Communication is one of the most critical elements to an organization, but gone are the days of single or straightforward tools of communication.

Organizations that have not defined a plan and implemented the right systems are seeking solutions to keep their teams engaged and less frustrated.

Millennials are now the largest of the five generations in the workforce, which is forcing companies to communicate differently. Organizations will struggle if they can’t cater to all generations in the workforce.

Multiple Generations = Multiple Communication Tools

There are great communication tools in the marketplace, but there is not a one size fits all product that makes for simple communication across an organization.

What you find as you look across the multiple generations in your workforce is that each has their preferred communication style and tools. Organizations that have built communication strategies around various systems have benefited from employees being more engaged and productive.
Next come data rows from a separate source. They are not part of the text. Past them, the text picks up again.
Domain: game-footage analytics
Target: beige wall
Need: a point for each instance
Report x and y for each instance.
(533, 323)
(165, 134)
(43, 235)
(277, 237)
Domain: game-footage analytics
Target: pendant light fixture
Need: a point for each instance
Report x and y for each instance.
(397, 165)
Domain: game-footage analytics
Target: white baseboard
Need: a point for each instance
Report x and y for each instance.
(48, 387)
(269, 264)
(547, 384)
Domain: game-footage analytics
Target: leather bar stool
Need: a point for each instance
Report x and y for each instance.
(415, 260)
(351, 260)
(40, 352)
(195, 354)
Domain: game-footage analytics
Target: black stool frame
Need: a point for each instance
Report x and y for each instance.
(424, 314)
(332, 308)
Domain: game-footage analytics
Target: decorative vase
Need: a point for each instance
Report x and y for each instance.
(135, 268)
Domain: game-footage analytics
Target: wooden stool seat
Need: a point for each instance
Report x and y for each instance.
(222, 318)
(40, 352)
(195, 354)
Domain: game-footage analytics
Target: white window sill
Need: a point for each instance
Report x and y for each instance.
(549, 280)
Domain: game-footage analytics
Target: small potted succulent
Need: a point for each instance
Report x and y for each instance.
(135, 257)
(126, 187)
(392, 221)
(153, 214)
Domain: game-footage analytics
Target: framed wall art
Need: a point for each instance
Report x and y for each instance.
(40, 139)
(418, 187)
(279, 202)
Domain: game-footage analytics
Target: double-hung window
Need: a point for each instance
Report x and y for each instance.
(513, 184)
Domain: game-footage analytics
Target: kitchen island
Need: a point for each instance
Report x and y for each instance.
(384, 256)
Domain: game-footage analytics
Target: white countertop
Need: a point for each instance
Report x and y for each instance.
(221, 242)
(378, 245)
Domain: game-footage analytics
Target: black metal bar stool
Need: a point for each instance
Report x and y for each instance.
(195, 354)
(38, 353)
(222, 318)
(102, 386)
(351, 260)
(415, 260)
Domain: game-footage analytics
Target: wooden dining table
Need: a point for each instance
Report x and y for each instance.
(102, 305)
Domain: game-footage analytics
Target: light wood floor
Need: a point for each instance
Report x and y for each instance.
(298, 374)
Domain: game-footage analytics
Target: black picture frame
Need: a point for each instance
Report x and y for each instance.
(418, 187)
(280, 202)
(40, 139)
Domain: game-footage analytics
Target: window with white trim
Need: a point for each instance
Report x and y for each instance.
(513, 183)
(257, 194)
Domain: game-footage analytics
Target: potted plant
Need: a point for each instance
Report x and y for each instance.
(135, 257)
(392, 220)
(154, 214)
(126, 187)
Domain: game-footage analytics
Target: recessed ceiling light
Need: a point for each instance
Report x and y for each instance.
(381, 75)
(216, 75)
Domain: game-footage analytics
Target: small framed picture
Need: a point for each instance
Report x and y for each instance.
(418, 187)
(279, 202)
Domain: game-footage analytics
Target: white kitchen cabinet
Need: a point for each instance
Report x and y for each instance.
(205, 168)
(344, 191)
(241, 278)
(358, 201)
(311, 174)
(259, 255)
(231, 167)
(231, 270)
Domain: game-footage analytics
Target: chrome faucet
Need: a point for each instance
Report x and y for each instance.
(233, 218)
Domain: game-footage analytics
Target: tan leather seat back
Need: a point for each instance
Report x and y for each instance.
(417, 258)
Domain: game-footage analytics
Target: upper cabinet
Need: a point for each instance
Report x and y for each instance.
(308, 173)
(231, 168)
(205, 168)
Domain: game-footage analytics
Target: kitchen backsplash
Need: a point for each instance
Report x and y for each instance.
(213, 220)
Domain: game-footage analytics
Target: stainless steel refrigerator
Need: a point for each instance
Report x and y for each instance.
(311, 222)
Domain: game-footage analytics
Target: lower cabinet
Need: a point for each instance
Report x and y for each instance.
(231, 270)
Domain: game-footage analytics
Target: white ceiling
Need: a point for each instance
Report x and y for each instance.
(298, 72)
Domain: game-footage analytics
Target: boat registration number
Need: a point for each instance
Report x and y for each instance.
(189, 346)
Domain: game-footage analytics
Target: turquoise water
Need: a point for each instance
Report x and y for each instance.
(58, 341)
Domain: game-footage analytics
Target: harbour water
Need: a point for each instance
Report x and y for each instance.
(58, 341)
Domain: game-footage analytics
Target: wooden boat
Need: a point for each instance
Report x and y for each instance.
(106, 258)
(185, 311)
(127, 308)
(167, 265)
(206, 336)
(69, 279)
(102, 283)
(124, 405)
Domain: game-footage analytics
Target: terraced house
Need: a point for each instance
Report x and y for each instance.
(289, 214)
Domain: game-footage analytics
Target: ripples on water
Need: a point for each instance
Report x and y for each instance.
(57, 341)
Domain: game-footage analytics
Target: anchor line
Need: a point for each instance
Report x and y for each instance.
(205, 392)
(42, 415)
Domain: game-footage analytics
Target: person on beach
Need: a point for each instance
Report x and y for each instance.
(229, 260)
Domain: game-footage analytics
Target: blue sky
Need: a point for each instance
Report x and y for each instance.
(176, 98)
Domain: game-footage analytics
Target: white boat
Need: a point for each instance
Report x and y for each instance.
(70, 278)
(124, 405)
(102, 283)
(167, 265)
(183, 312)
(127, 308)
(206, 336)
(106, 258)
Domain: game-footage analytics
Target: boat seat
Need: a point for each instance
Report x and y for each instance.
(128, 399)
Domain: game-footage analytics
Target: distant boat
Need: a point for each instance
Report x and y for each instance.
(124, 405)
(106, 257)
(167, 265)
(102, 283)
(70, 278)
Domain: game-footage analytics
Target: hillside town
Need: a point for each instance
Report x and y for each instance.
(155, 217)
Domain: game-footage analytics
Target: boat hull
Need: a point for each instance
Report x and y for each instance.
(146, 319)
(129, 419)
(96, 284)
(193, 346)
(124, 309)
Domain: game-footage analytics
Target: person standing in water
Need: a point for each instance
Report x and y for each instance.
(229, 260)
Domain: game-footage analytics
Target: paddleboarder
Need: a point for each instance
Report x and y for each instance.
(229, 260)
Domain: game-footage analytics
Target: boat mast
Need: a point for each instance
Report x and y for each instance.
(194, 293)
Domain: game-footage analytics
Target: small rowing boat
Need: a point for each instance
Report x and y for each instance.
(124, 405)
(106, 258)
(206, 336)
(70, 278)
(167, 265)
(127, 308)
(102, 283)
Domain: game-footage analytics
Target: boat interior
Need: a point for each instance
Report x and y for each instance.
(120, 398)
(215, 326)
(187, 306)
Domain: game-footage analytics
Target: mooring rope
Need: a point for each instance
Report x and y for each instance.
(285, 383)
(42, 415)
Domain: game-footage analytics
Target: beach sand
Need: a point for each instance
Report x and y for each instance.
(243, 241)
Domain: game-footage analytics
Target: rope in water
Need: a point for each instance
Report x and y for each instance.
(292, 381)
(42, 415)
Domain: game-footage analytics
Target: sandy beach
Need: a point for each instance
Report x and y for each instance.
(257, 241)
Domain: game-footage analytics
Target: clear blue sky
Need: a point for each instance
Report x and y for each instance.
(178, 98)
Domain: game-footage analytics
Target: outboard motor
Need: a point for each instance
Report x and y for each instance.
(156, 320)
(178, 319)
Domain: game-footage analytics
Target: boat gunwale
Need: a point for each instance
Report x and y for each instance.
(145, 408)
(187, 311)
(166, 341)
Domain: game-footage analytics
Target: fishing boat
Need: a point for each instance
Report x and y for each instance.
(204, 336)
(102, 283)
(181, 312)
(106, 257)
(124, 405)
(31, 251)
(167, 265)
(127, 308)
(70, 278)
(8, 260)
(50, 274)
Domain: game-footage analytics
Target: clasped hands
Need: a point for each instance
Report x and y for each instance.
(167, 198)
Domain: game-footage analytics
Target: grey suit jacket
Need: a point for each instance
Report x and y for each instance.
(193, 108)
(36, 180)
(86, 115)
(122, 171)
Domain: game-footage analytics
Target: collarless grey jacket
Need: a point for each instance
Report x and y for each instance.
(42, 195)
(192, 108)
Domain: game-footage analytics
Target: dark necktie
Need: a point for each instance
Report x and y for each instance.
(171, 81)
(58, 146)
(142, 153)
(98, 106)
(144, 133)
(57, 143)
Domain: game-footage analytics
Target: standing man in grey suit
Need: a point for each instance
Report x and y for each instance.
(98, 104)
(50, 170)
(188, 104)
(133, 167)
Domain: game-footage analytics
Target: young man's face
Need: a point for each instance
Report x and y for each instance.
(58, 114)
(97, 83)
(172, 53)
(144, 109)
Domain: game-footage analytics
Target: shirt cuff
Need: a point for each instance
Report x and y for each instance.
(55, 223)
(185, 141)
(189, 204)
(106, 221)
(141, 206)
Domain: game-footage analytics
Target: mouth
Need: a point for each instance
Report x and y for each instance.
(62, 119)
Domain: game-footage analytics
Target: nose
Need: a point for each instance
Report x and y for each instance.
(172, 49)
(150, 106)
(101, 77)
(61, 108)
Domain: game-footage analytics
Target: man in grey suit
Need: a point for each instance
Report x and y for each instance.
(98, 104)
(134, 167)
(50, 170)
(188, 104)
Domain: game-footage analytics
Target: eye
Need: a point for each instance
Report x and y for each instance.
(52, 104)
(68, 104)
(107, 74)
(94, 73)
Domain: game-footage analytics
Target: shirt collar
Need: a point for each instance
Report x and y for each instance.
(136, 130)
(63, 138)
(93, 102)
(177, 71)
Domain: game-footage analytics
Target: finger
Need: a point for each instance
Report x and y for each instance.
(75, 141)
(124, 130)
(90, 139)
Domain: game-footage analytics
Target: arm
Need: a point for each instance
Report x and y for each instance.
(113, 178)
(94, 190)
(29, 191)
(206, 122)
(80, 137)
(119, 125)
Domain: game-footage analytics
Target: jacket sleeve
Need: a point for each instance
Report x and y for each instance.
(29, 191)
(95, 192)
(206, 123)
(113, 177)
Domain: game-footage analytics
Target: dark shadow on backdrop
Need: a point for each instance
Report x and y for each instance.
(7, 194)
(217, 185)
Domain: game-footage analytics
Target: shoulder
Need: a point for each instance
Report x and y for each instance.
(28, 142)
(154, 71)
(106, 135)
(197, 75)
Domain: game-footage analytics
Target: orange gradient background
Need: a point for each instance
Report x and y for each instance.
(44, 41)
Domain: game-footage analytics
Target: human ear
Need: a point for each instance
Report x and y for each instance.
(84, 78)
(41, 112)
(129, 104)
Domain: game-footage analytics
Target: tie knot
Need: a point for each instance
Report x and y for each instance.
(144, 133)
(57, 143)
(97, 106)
Early in my career as a young executive, I met this challenge head-on. My organization was made up of five generations and operationally silo’d. I thought that implementing a new collaboration system would be the answer, but I hit a significant adoption roadblock when it was deployed.

What I found was that the Traditionalists (born before 1942) loved face to face meetings and wanted people in the office or to travel to clients and colleagues for meetings.

The Boomers (born 1943 – 1962) loved face to face as well but were first to experience a cell phone in the workplace – so using their phone was there preferred choice.

Gen X’ers (born 1963-1980) lived in their email as their primary tool. The smallest and youngest group was Generation Z (born 1996 – 2005) who communicated almost exclusively within various apps.

Then there was me, the Millennial (born 1981 – 1995), who grew up with Skype, IM, Facetime, and free text messaging.

My goal was to reduce internal emails and phone calls and promote live chat and video collaboration tools. This would save time and money by reducing travel and in-person meetings, but it meant pulling the oldest and youngest groups towards the Millennial platforms.

Face to Face Meetings Aren’t Dead – Just Different

A younger and more virtual workforce threatens older generations who fear that the impromptu meeting in the hallway will go away. What we need to help these older workers understand is that the “water cooler” chat now happens inside an app.

Slack, a popular communications platform, recently became one of the fastest start-ups to reach a billion dollars. Its ability to document these impromptu conversations and create project-based threads has helped bridge the gap between chat as a social exercise and a business tool.

The impact of real face to face meetings will never be replaced, but it’s essential to adapt to virtual communication solutions to keep the engagement and productivity of your teams at high levels.